Once again I lay upstairs, sick for the second time within the same amount of months. As I consider my illness of sinus and cold, I can’t help myself for wondering what triggers this? Yes there is hair and pet dander and mites, and whatever the allergists tell us are there, in our houses. But I also feel something else, a presence in our house, an atmosphere.
My daughter stayed out all night without calling. Again. Each time this happens, my husband and I “know” without speaking, communicating those messages only those who have been together forever can decipher. We know what this means.
She is 27 years old. Many parents of 27 year olds are celebrating graduations, marriages, and grandchildren’s births. We have not, and wonder if we ever will. For us, each day our daughter is alive is a miracle. Our daughter has a mental illness and drug addiction, and our lives with her have never been one of watching her grow throughout her teen years, celebrating proms, graduations, marriage, careers, etc.
The bipolar was diagnosed a few years ago, and her ongoing addition to crack has multiplied the complications for recovery. Since the age of 15, our daughter has been abusing drugs in some form, in progressively serious increments. To self-medicate, to drown her pain, to slowly kill herself? I have struggled with all of these thoughts. I doubt if I will ever know the answer to this. What I do know is that we, I, cannot continue to have her in the house. So in 2 days, she is moving out. My baby girl, who I have loved, rocked, fought with, and worried over, is going to be finally gone.
I know where she will be living, for we have paid for her first months rent just to get her out of the house. Both my husband and I are painfully weary of the lies, the broken promises, the hopes built up and crumbled like so many small foundations struggling to stay together, only to be broken apart.
So as I listen to my 27 year old daughter make noises like someone older, in charge of her life, the “I can handle it” young woman, I look beyond the mask she has erected, and as I do, my heart, this area of my chest, hurts so badly I can hardly catch my breath. I see beyond to the little girl, the lost little girl that won’t let anyone help her. I am sick all over again.
And I do see this as a sickness of heart and spirit, this illness, a sickness of a mother’s heart. The grieving of what could have been. And not just a sickness of a mother’s heart, but of a woman’s heart. The heart that loves without boundaries, expectations, or limits. The woman’s heart that gains strength from its very vulnerability. The woman’s heart willing to take this pain and, somehow, transmute it into love, acceptance, and peace, in a magic of alchemy.
This woman’s heart grieves for the years lost, the coming years of pain waiting for this child/woman of mine to begin to heal herself. And the inability to help her, other than to grieve, cleanse my heart and soul for the time when I may be called into service. But until this time I let go, I must let go, for my hearts survival.

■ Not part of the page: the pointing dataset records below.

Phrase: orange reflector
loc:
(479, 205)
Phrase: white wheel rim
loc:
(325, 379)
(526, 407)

This is a small part of what someone goes through that is trying to help a loved one with Bipolar and/or a substance abuse problem. So many times the focus is on the person that has the mental illness. The above article is a result of many years of therapy, individual and couples, as well as groups, trying to discover what the best way to help our daughter, and what part or role we might be playing in keeping her sick. I now try to help others cope with their own loved ones mental illness and/or substance abuse.